Abarbanel is puzzled by Pharaoh’s concerns. First of all, the children of Israel were clearly not more numerous than the Egyptians. Even if they were more numerous, it makes no sense for him to say, “…lest it become numerous.” Secondly, if he was concerned about the Jews’ leaving, what difference does it make whether it is peacetime or wartime? Finally, if he was concerned about the Jews’ joining with the enemy, he should have been concerned that they would conquer Egypt, not that they would leave.

Abarbanel responds that the expression in the verse, “…more numerous and stronger than we” refers not to their numbers but to their strength, which he recognized came directly from G-d’s Divine Providence. It is in the following verse, in regard to wartime, that Pharaoh is concerned about their numbers. To explain this concern, Abarbanel posits that the Egyptians viewed the Jews as their valued property that they wanted to retain, rather than an alien presence that they wanted to get rid of. During peacetime they would have no opportunity to leave Egypt, regardless of their numbers. Pharaoh could easily keep them under control. However, in a time of war an increased Jewish population could join with the foreign invaders to overcome the Egyptians and flee the country. Pharaoh at this point did not see the Jewish population as usurpers or a physical threat to Egyptian hegemony. He was actually worried about the opposite possibility: that he could lose a segment of his population that was making an invaluable contribution to the country.

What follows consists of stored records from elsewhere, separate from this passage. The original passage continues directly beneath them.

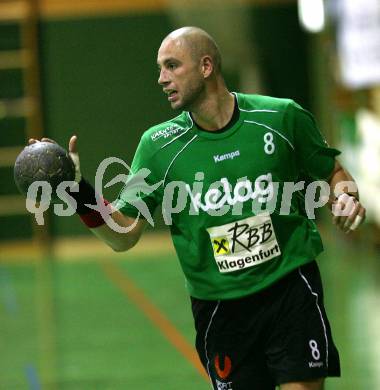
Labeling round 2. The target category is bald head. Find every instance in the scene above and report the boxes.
[163,27,222,74]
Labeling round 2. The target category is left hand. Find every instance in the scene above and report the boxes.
[332,193,366,233]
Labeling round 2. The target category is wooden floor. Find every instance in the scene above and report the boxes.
[0,228,380,390]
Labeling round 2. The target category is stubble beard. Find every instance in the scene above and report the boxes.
[172,80,205,112]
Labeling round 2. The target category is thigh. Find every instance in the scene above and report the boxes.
[267,262,340,389]
[192,298,275,390]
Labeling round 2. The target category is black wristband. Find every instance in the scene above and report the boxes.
[70,177,97,215]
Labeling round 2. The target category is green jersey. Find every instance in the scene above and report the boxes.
[118,93,339,299]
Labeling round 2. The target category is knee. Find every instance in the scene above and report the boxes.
[280,378,325,390]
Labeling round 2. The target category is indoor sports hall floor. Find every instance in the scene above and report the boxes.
[0,222,380,390]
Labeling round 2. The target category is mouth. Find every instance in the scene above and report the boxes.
[164,90,178,102]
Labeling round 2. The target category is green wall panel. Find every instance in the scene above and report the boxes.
[40,14,175,235]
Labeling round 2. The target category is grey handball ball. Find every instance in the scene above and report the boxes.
[13,142,75,197]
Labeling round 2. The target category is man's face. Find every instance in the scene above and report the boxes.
[157,38,205,111]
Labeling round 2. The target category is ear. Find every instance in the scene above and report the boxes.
[201,56,214,79]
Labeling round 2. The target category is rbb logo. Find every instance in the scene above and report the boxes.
[228,222,273,252]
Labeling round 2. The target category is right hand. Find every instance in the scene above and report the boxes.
[28,135,82,183]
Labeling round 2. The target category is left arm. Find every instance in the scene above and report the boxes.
[328,161,366,233]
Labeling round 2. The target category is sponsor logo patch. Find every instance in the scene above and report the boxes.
[207,213,281,273]
[214,150,240,163]
[150,125,185,141]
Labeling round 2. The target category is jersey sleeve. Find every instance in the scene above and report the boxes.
[287,102,340,180]
[116,136,161,220]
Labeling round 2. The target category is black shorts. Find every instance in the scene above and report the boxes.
[191,261,340,390]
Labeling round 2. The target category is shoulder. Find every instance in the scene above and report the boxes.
[236,93,299,113]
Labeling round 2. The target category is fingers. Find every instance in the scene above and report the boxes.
[41,137,57,144]
[332,194,365,233]
[28,138,39,145]
[28,137,57,145]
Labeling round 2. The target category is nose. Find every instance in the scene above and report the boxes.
[157,69,169,85]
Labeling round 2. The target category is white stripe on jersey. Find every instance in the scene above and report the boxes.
[239,107,278,112]
[162,134,198,185]
[160,113,194,149]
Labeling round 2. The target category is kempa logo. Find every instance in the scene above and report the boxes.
[150,125,185,141]
[214,150,240,163]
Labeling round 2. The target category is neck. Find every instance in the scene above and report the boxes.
[191,84,235,131]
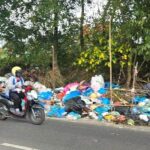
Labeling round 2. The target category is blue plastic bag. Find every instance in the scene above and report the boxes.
[62,90,81,103]
[38,91,53,100]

Pharaoh’s solution to this possible problem was to totally oppress them and take away their freedom with a methodical, step-by-step process that started with an increased tax burden, and progressed to back-breaking enslavement. His goal was to arrest their population increase. However, G-d’s direct intervention resulted in the exact opposite: the more they were afflicted the greater were their numbers. Additionally, they began to spread out throughout the country. Now the Egyptians’ concern shifted dramatically. They were no longer worried about the future possibility that the Jews would assist an enemy invasion. Rather, they had become a present nuisance, taking food and fish from Egyptian fields and the Nile River.

Pharaoh then embarked on history’s first attempt to find the “Final Solution to the Jewish Problem.” His decision to limit the genocide to the killing of male infants only was based on his calculation that Jewish girls could be much more easily controlled and assimilated into Egyptian society and would pose no military threat if Egypt were invaded.